In my early years as a Washington, D.C., correspondent, Goldschmidt arrived as President Jimmy Carter’s secretary of transportation. I covered his U.S. Senate confirmation hearing and wrote a day-in-the-life piece on him for my Eugene newspaper client. My wife and I joined the Goldschmidt staff for a picnic, where we noticed their hubris. None of them knew his career would be doomed. In hindsight, it was surprising that the FBI, in its investigation of a Cabinet nominee, failed to unearth Goldschmidt’s sexual predation of a minor.
After Carter’s defeat, Goldschmidt became Oregon’s governor. He launched a major prison-building program. In his 1988 State of the State Speech, the governor said: “We will build more prison cells because they are needed. But if this is all we do, they will always be full.”
He followed his single term by creating a lobbying firm. Watching him work for questionable causes was a disappointment to the men and women who had followed the reformer into City Hall. He was like the movie actor who plays a prizefighter and in decline becomes a professional wrestler.

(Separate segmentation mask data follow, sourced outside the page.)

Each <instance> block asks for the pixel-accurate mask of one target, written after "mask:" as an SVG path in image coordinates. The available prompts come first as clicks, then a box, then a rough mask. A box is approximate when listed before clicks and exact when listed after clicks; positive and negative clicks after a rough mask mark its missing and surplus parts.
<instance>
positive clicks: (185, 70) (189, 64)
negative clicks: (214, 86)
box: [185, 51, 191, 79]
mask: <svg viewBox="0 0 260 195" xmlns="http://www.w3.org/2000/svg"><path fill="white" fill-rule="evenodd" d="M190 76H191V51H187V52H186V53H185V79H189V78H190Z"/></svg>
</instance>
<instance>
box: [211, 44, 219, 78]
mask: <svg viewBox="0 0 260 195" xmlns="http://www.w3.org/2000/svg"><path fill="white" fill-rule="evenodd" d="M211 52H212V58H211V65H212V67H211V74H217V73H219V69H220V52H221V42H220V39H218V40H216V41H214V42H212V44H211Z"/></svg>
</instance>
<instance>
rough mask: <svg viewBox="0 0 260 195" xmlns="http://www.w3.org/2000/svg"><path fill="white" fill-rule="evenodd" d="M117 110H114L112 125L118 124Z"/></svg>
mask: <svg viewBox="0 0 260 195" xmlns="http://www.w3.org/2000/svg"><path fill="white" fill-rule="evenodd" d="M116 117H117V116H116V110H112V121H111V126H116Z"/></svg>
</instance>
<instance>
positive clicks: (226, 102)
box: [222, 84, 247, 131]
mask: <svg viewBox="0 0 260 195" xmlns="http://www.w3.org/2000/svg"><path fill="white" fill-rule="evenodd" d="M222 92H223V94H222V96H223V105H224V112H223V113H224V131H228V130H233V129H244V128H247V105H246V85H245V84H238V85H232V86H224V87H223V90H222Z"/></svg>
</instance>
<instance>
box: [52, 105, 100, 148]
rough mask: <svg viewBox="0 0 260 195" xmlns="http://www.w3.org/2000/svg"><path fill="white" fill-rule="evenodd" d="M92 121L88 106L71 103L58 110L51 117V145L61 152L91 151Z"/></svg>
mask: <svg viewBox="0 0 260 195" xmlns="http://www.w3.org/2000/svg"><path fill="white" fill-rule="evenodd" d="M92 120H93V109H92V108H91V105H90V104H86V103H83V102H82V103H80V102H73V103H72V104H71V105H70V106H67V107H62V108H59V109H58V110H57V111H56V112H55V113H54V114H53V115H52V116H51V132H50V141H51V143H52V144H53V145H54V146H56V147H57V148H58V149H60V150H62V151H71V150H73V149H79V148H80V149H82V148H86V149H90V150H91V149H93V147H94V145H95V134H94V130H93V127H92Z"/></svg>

After Willamette Week blew the cover on the statutory rape story, one of its reporters speculated that Goldschmidt’s lobbying venture was about making as much money as possible — knowing that once he had been exposed, his earning days would be over.
I suppose one could call Goldschmidt a tragic character. I prefer the distinction made by the playwright Arthur Miller — saying that Goldschmidt was the stuff of pathos, not tragedy.